When Doan was in his freshman year at UCLA, his grandmother had to spend some time in the hospital seeking treatment for a chronic illnesses. Since Doan grew up speaking English and Vietnamese, he became his grandma’s go-to medical interpreter and insurance paperwork whiz.
“That was really what exposed me to medicine and health care and realizing that folks from my community need somebody that looks like them to be able to not only advocate on their behalf, but also be able to provide hands-on care,” Doan says.
The UC PRIME difference
Doan has since made good on that long-ago lesson: he earned highest honors in his undergraduate class at UCLA, picked up a master’s in public health at Columbia, and is now in his first year of medical school at the David Geffen School of Medicine at UCLA, which is among the top 10 medical schools in the country. Doan is well on his way to lofty career heights — but he’s committed to providing health care to California communities that need it the most.

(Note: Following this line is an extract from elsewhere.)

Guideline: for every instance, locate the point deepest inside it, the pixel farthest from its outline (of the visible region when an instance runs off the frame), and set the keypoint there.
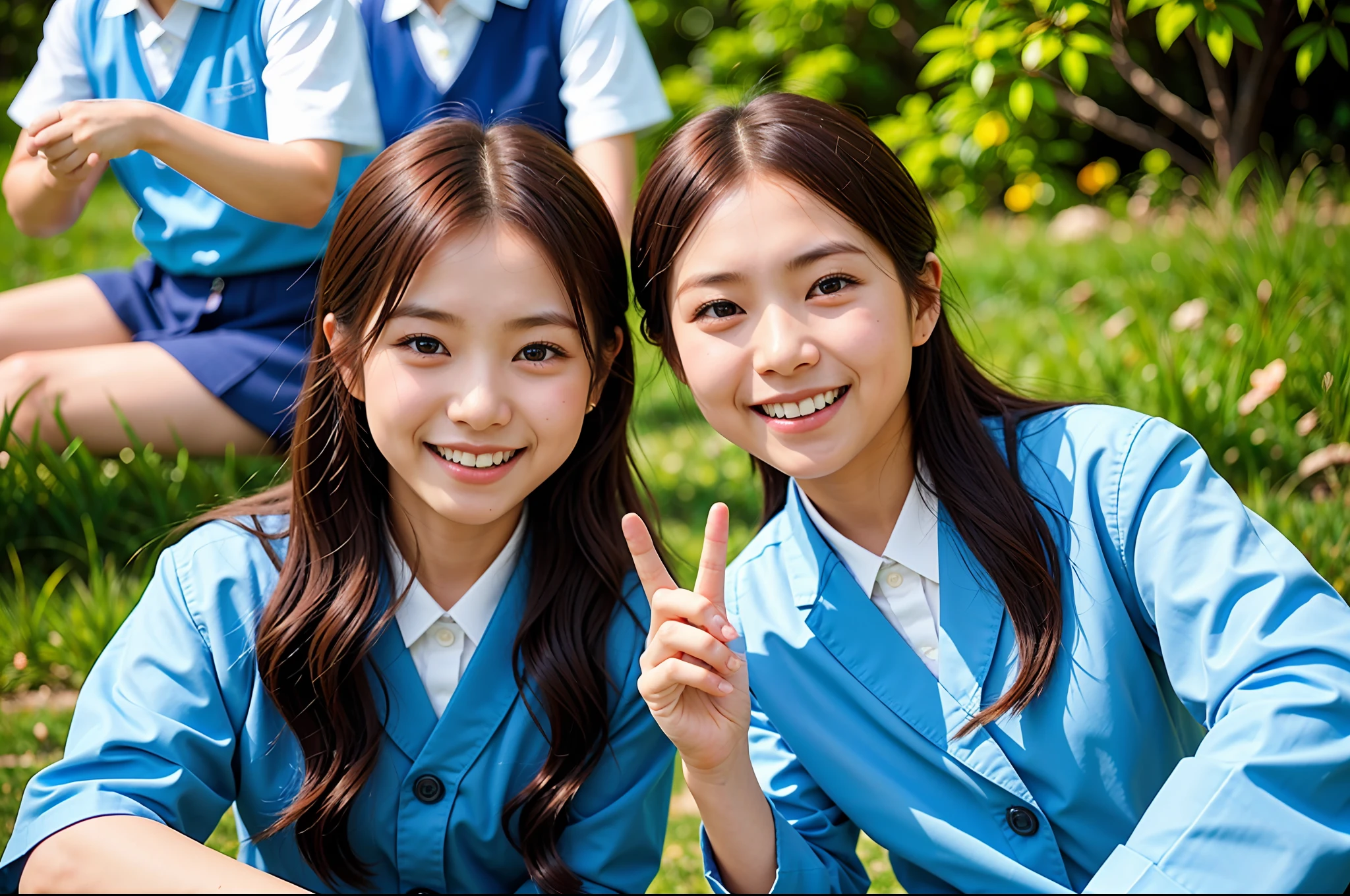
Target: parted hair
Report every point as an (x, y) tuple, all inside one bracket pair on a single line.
[(835, 155), (316, 633)]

Doan is one of 98 UCLA medical students enrolled in UC PRIME, a med school track for students dedicated to serving communities for whom language, race, class, culture and geography have put health care out of reach.

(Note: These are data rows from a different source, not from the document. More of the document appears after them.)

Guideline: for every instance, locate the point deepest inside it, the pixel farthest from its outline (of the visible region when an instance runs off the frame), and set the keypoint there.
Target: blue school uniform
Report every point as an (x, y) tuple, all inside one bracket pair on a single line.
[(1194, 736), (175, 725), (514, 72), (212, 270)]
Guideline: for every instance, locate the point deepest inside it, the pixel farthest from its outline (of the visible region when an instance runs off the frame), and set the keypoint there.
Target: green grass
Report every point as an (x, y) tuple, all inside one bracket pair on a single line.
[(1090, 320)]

Now in its 20th year, UC PRIME (Programs In Medical Education) offers an equity-focused medical education to students at all six UC academic health centers. PRIME currently spans 10 programs, which recruit and train diverse future physicians through specialized coursework, hands-on clinical training, research and service. In 2019, a coalition of California health, education and workforce development leaders recognized UC PRIME as a model for training “highly motivated, socially conscious graduates who will become licensed physicians practicing in underserved communities.”

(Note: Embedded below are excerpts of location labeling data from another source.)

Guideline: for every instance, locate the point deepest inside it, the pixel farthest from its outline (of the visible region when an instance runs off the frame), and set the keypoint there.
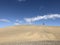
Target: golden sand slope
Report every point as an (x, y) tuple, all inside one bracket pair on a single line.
[(29, 33)]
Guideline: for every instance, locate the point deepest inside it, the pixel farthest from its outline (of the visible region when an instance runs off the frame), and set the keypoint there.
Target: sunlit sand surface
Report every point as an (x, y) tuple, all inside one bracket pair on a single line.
[(29, 33)]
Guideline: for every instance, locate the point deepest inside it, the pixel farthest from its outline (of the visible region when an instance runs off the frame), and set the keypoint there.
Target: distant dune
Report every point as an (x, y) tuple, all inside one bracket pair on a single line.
[(29, 33)]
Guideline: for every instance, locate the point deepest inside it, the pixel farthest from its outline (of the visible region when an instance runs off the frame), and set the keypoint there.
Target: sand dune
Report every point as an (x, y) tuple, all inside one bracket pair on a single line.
[(29, 33)]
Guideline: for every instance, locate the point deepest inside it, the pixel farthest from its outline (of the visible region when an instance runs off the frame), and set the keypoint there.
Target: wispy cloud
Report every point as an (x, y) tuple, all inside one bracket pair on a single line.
[(21, 0), (4, 20), (45, 17), (16, 23)]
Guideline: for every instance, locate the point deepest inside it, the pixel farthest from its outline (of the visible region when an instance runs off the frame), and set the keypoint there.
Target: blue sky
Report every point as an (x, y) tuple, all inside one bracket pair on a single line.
[(17, 11)]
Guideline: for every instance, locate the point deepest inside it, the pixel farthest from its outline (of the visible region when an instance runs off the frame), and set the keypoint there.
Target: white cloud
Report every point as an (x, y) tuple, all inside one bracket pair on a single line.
[(51, 16), (21, 0), (4, 20), (16, 23)]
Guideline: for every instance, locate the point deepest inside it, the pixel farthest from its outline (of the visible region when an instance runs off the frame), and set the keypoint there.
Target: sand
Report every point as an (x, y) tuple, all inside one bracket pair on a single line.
[(29, 33)]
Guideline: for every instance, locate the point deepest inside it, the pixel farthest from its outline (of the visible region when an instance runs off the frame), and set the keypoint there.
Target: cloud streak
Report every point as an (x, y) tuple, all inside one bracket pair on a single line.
[(45, 17), (21, 0), (4, 20)]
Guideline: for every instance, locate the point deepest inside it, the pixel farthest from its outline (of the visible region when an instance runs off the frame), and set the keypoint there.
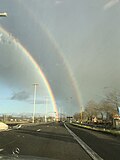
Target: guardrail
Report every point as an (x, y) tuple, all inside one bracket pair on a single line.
[(104, 130)]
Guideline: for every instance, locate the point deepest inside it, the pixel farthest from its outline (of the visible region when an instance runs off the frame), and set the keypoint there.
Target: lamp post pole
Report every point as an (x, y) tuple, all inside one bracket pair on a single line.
[(34, 102), (3, 14)]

“I believe that the UC PRIME program is uniquely seated at the nexus of medicine and social justice,” Doan said. “Its goal has been to raise a new generation of physicians: A generation that questions social constructions, challenges prevailing paradigms and leads the advancement of medicine into the 21st century. I hope that by collaborating, we will advance health and livelihoods for all Californians.”
Doan was among about 200 students who gathered at UC San Diego last month for the UC PRIME statewide conference. The annual three-day event was a chance for students from all ten PRIME programs to present their original research, connect over shared ambitions and hatch plans for future collaboration aimed at fixing the parts of California’s health care system that don’t work for the communities and cultures that made them who they are.
For Doan and many of his classmates at the conference, the quest for a health care system that meets the needs of every Californian is shaped by their and their families’ experiences of being overlooked, misunderstood, dismissed and priced out of good health care.
"It's my goal to be a physician leader, to go back to Westminster, go back to Little Saigon and be able to serve my community," Doan said.